Bulgaristan Bakanlar Kurulu yeni politikalarını "krizi çevreleyerek kontrol etme planı" şeklinde tanımlıyor. Ancak Bulgaristan'ın 2013 yılında yüz yüze kaldığı göçmen "krizini" bir bağlam içerisinde görmek gerekiyor: Türkiye sınırından Bulgaristan'a sadece 99 sığınmacının geçmeyi başardığı 2014'ün ilk beş haftasında, Bulgaristan'ın sığınmacıları geri püskürttüğü ülke olan Türkiye'ye 20,000'den fazla Suriyeli mülteci girdi.
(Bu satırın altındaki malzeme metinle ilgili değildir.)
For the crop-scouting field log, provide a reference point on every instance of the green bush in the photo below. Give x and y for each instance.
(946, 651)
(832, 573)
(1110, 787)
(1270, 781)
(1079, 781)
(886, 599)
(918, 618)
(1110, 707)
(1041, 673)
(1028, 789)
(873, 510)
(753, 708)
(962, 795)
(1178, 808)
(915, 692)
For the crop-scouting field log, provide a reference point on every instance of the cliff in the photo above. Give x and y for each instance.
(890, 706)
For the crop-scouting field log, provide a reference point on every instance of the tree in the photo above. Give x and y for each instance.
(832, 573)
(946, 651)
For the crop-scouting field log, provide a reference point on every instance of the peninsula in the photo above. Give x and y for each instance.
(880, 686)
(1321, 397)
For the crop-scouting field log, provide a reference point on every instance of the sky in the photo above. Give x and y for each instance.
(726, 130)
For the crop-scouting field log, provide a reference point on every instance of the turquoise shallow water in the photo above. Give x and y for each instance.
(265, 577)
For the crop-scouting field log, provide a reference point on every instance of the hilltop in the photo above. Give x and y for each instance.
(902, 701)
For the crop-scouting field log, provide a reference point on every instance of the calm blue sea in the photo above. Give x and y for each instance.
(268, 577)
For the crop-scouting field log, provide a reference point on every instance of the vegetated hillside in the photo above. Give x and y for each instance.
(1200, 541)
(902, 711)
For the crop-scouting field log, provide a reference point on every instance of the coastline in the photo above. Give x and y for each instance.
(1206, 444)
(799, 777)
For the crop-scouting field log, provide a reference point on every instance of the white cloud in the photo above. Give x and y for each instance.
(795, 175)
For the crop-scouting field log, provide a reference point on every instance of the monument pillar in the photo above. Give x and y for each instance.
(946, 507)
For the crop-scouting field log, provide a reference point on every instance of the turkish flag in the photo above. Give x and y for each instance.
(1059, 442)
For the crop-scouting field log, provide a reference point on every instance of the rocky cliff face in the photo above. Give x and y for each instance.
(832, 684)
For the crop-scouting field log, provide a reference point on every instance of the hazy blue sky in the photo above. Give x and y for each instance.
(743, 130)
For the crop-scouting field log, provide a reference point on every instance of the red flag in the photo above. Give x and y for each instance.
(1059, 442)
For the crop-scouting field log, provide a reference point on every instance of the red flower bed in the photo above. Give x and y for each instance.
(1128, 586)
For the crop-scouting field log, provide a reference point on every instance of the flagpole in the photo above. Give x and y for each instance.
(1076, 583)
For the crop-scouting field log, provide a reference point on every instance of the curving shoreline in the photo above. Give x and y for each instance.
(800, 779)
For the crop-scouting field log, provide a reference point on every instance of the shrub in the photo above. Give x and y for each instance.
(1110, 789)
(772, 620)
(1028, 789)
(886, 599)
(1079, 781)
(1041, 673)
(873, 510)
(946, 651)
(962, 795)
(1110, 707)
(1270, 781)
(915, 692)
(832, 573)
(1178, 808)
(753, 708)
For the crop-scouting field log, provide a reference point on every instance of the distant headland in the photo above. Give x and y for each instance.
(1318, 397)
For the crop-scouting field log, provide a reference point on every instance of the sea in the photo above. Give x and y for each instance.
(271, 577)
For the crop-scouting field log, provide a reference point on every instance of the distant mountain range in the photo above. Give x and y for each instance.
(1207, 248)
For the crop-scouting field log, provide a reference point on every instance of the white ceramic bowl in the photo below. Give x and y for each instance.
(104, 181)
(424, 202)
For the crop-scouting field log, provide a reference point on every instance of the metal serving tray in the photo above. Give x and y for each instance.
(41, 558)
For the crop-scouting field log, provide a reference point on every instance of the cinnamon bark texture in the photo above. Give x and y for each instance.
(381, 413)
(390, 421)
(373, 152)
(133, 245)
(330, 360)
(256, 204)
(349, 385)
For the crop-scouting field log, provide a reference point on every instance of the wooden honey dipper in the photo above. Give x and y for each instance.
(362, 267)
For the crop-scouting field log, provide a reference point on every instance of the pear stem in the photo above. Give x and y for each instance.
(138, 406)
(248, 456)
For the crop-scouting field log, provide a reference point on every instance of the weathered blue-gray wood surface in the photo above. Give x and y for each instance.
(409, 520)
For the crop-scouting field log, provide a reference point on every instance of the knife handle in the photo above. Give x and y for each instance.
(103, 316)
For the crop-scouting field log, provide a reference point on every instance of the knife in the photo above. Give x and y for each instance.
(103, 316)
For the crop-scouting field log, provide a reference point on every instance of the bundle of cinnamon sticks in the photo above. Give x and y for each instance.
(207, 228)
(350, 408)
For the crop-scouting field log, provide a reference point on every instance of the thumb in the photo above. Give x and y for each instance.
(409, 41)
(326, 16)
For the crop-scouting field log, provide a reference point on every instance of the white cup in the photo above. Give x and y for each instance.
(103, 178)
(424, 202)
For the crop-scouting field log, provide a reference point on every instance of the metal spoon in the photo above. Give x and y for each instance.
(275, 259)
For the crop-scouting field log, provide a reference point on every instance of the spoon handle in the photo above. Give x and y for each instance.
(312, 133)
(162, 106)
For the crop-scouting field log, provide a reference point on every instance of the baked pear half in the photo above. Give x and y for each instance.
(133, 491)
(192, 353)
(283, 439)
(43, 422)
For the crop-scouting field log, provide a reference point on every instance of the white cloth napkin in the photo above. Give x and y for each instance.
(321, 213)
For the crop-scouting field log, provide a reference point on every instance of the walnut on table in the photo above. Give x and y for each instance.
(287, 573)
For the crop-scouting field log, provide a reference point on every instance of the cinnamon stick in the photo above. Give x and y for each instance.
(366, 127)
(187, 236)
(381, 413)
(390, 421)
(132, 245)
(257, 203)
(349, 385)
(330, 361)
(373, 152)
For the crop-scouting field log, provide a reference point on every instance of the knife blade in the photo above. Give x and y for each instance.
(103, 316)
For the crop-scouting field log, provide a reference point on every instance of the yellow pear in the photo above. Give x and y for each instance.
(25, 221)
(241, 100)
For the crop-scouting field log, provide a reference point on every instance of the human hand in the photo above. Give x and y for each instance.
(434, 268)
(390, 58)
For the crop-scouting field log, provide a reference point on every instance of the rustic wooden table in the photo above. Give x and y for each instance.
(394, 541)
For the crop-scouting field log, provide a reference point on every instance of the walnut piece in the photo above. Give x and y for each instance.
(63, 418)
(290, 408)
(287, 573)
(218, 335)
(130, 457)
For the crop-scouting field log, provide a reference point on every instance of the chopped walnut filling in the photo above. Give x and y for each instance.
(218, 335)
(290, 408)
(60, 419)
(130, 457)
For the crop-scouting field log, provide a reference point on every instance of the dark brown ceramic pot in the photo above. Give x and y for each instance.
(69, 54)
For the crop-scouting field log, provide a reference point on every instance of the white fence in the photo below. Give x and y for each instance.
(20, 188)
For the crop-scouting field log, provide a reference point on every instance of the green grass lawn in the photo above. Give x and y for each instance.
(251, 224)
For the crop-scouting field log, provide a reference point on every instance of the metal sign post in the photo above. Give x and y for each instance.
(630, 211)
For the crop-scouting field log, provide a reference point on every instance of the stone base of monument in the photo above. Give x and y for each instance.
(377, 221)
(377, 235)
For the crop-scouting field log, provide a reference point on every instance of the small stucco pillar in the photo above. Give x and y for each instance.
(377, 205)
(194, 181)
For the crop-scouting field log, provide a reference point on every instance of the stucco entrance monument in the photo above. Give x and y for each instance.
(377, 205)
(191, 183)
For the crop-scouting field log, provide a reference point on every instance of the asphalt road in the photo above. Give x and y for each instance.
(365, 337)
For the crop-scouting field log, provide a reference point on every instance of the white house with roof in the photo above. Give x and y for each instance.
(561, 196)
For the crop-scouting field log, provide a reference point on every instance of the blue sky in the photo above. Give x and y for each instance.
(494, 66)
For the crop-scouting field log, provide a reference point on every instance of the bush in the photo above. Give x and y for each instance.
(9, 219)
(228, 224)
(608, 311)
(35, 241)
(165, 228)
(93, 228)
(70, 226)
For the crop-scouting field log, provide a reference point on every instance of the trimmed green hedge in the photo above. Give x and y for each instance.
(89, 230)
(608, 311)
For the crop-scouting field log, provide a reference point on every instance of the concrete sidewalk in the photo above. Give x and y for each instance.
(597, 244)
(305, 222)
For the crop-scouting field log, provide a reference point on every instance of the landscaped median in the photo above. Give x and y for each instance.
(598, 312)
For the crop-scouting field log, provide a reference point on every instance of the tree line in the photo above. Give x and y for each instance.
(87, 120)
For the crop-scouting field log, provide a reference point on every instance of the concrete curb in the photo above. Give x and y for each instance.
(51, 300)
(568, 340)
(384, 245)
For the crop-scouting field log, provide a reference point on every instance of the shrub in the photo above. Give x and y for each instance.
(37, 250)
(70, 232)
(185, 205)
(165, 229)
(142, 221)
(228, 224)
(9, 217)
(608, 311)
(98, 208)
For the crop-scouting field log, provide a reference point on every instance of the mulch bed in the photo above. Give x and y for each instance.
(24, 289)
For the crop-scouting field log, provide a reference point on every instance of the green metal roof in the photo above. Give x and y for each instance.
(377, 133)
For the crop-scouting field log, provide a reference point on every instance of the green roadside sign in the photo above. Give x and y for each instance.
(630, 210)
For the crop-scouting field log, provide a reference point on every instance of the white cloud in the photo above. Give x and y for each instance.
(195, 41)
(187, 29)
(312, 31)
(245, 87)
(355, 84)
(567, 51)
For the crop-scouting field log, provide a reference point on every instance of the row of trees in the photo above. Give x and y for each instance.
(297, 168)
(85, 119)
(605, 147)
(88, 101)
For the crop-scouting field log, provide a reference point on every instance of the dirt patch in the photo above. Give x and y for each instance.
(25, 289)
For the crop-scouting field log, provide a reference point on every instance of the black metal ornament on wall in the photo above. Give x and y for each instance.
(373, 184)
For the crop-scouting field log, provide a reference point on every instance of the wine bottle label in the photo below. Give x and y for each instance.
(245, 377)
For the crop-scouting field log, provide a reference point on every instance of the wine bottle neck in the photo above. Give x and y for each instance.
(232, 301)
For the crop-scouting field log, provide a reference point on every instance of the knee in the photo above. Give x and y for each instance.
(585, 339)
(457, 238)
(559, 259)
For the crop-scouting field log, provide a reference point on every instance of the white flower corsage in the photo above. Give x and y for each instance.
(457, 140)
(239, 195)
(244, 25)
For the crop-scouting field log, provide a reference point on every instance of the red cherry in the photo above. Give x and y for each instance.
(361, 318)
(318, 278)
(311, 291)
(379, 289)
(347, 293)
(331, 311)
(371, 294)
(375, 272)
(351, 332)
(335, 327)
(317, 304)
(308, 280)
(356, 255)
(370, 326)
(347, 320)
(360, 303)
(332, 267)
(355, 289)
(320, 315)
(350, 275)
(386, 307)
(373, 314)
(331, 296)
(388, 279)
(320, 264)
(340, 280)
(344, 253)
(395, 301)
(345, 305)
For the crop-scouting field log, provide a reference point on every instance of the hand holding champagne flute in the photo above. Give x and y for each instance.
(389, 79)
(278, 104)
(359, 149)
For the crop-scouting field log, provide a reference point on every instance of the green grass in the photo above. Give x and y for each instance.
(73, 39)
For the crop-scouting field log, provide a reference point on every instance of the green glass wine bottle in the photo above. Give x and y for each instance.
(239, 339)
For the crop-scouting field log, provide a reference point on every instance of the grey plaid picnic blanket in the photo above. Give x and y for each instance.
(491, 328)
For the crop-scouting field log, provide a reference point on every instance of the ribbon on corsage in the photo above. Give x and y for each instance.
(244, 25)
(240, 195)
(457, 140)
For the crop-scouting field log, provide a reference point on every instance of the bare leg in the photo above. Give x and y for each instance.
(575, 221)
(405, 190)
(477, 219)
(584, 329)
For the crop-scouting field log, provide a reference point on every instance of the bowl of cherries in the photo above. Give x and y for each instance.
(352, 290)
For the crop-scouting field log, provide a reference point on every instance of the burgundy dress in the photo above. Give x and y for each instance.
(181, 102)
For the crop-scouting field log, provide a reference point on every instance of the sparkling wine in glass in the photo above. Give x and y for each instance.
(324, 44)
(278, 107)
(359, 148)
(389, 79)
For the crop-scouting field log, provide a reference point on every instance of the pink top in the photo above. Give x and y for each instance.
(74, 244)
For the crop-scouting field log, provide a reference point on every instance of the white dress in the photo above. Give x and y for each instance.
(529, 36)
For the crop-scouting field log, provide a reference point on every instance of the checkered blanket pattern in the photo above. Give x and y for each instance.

BMMYK (Birleşmiş Milletler Mülteciler Yüksek Komiserliği) verilerine göre Türkiye halen 700,000 Suriyeliyi barındırıyor.
"Doğru, Bulgaristan zorlu bir insani meseleyle karşı karşıya kalmış durumda ve bu güçlükle başa çıkma kapasitesi de sınırlı," diyor Frelick. "Ancak bu sınırlı kapasiteye rağmen, mültecilerin, sığınmacıların ve göçmenlerin haklarına saygı göstermenin yolu insanları sınır ötesine geri püskürtmek değildir."